广陵王原本还想在各个据点巡视一番,但却忽的收到京都急报,拆开漆封,上面赫然写着“山陵崩,速返。”
他心中大震,已然明白这短短五个字背后的深意,来不及唤侍女,自己匆匆起身,就要换上亲王的服制返回雒阳,进宫稳定局势。
睡在榻侧的傅融见他匆忙,便起身服侍他更衣,替他整理组绶之际,才问了一句:“要出门?带谁护卫?”
广陵王听了这话,心内已经有了人选,从桌案上拿了皮质手套戴好,侧过脸跟傅融吩咐:“此次我作为亲王回雒阳,需要熟读律令,善于应对门禁关卡的辅佐官,你为我备车马,但恐怕不能进入内庭,只在宫外等候即可。”
傅融听了,点点头,将新换的制服穿好,便出门做事去了。
广陵王心中有些忧虑,明眼人皆知灵帝属意幼子刘协,可刘辩是长子,又为何皇后所出,在未立太子,但皇帝驾崩的时候,必然会引发冲突,甚至发生宫变都是可能的。
因此他还藏了袖剑在身上,带上了绣衣楼的信物,让蛾部首座天蛾在宫外布置人马,等待调遣。
越靠近雒阳,关卡便越严,索性傅融是省事的,带的辅佐官均是身着官服,又沉稳持重的,此外还带了府兵十余名,每到一处关卡,均不下马车,匆匆停一下罢了,掀开车帘递过名牌路引,连说明带催促的,过得还算容易。
只是到了禁中,氛围却不同,亲王依制可以在禁中驾车,只是不得冲撞贵人便可,但宦臣赵忠却不肯让他带人进去,说什么事急从权,还望殿下谅解。
广陵王按住了要发作的傅融,眨了眨眼。
常年浸淫在权利中心的人,都晓得一句话,声音越大的那个,往往是最不足为惧的。
若是混到了要以声高彰显存在感,靠恐吓威胁来使人屈从,不过是色厉内荏的跳梁小丑罢了。
倘若足够有底气,手中的牌够漂亮,那么多的是人俯首作揖,凑过来听你有何吩咐。突然笑一笑,都要将人骇破胆。
“常侍,可本王今日疲乏,无法御车。。”
“……殿下说笑,奴婢只是例行公事,今日宫内非召令不可入,您的辅佐官和近侍要留下等候,至于车夫,怎么都是要在禁门候着,这,并无不可啊。”

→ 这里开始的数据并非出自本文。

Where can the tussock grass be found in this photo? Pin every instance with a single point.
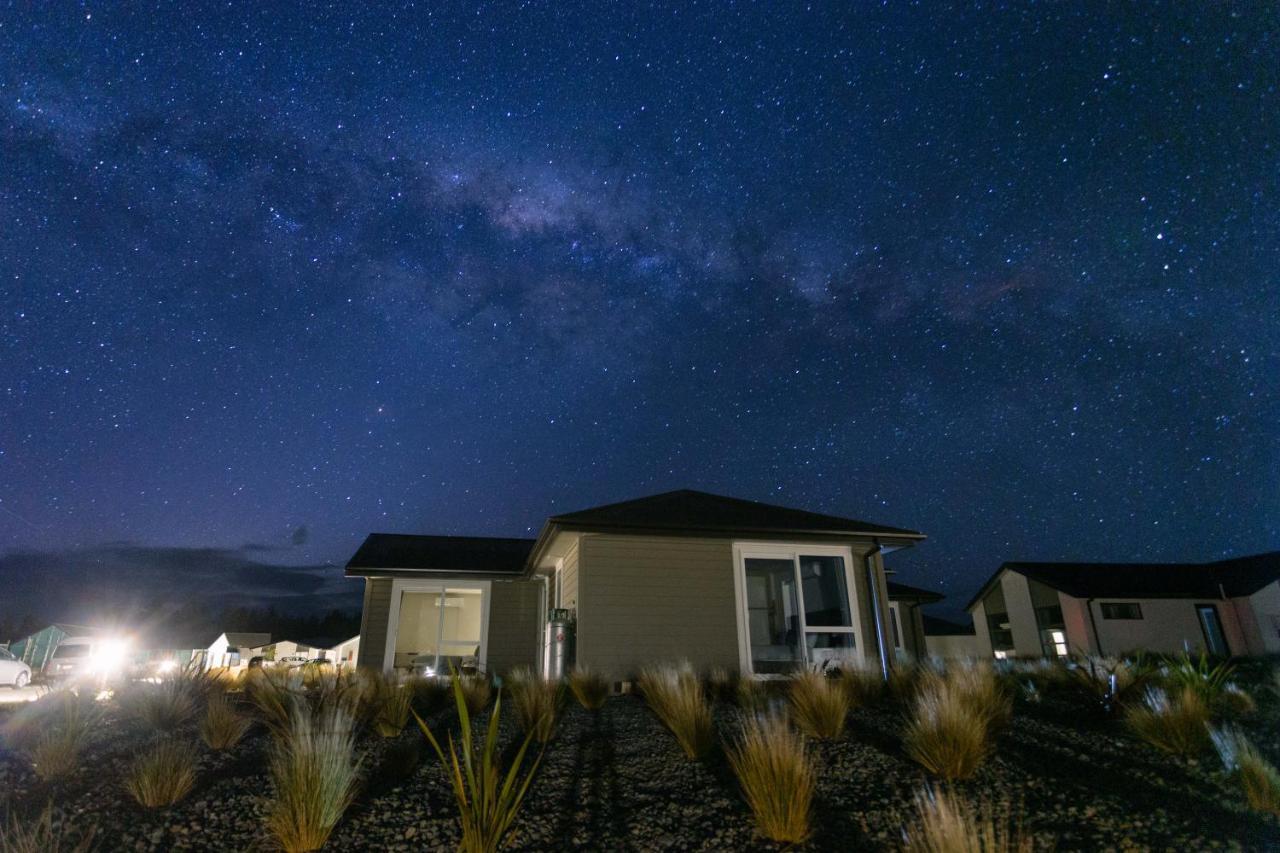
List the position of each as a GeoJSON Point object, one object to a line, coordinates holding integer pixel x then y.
{"type": "Point", "coordinates": [677, 698]}
{"type": "Point", "coordinates": [476, 692]}
{"type": "Point", "coordinates": [538, 703]}
{"type": "Point", "coordinates": [862, 684]}
{"type": "Point", "coordinates": [315, 772]}
{"type": "Point", "coordinates": [488, 798]}
{"type": "Point", "coordinates": [60, 724]}
{"type": "Point", "coordinates": [1258, 778]}
{"type": "Point", "coordinates": [394, 705]}
{"type": "Point", "coordinates": [223, 726]}
{"type": "Point", "coordinates": [818, 705]}
{"type": "Point", "coordinates": [589, 688]}
{"type": "Point", "coordinates": [947, 824]}
{"type": "Point", "coordinates": [163, 706]}
{"type": "Point", "coordinates": [40, 836]}
{"type": "Point", "coordinates": [1175, 724]}
{"type": "Point", "coordinates": [954, 721]}
{"type": "Point", "coordinates": [161, 775]}
{"type": "Point", "coordinates": [777, 776]}
{"type": "Point", "coordinates": [429, 694]}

广陵王屈起指节,在桌案上敲了两下:“常侍不愿为本王效犬马之劳吗?”
赵忠那面白无须的脸上闪过一丝怨毒,但很快低下了头:“奴婢有公务在身,并非不愿,广陵王殿下,还请您宽恕则个。”
广陵王见他表情,就知道这人心中定恨极了自己这仗势欺人的宗亲,不过现在却不透露灵帝已崩的消息,暗地里恐怕已经有了谋划,不过自己就是知道会如此,才会赶来,为趋于平衡的局势增添筹码,只需稍稍推一把,便不愁这些毫无立场,只求荣华的人不倒向有利的一方。
“常侍为先帝鞠躬尽瘁,死而后已,本王心中亦有感念,守宫门这一桩差事,若做的不好,本王会向何太后为你求情的。”
“……奴婢定当尽心竭力。”
赵忠低着头行礼,听到车架碌碌行驶之声远了,才敢抬头去看,那白净面皮此刻涨成猪肝色,额头一层冷汗,不知消息是从何处走漏,但身为天子之剑的绣衣校尉都站了何皇后的队,那行刺何进,拥立刘协为幼帝的计划,恐是难成了。